Going through a divorce is never easy. However, despite the strain you and your family will be under, you do need to come to a viable agreement regarding your property and finances. To do this you will need to apply for a financial remedy order. We are often asked at what stage of the proceedings is best to apply for a financial remedy order.
When do you need to apply for a financial remedy order?
If ‘financial remedy order’ is a new phrase to you, it is basically the element of the divorce process that helps settle the financial side of the dispute between the two parties divorcing. The order will be sought if the couple have been unable to come to an agreement during mediation.
The final financial remedy order can include the need for one party to provide ongoing maintenance payments to the other or to transfer a lump sum, share their pension or transfer a property or the proceeds from a sale of a property to their ex.
The process must begin right at the start of proceedings.
It begins with your legal representatives filing your Form A with the Court. This immediately begins the Financial Remedy Procedure.
Once the Form A is filed with the Court, both parties must provide a full financial disclosure of their finances, property and other assets. This is not a single action. From this point both parties are obliged to update their disclosures should their positions change in any way.
Once you have submitted your disclosure the Court will provide:
- The date by which you and your former spouse will need to exchange your financial documents (also known as ‘Form E’)

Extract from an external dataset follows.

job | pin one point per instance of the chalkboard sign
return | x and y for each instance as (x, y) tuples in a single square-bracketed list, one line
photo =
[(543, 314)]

- The date by which your questionnaires (the questions you wish to ask your spouse during divorce proceedings), a summary of the relevant dates in your Marriage and your Statement of Issues will need to be filed with the Court.
- The date of your First Appointment or ‘FDA’
What is the First Appointment (FDA)?
At the First Appointment the Judge will establish if full disclosures have been made by both parties. They’ll also confirm whether further evidence and/or testimony or reports from expert witnesses will be required to progress the case.
While actual negotiations won’t take place at your First Appointment, it is likely you will receive directions as to how the Judge wants to move the case forward. If a financial settlement is not presented or reached during your First Appointment, the Judge will set a date for your Financial Dispute Resolution Hearing.
At your Financial Dispute Resolution Hearing the Judge will try to set out what they believe represents a reasonable agreement which, even if it is not immediately accepted, will provide a constructive start point for further negotiations.
If you reach an agreement at this stage, the Judge will formally approve the terms and a Consent Order will be drawn up to document the terms.
If an agreement is not reached, a second set of directions will be made. You will use these to prepare for a Final Hearing during which both parties will give further evidence so the Judge can decide how the finances and other assets should be separated. The Judge will then make their final order which will include your Financial Remedy Order.
How long does it take to get a Financial Remedy Order in a divorce?
The court should schedule your First Appointment between 12 and 16 weeks after you make your application. You and your former partner will need to exchange and file your Form E’s no later than 5 weeks before this date.
From there, there are no hard and fast rules as to when you’ll receive your Financial Remedy Order because at the outset it is impossible to ascertain how quickly the court will be able to progress your cases among all the other cases they are dealing with or know many hearings will be required. However, generally speaking it will take 6-12 months to obtain a Financial Remedy Order.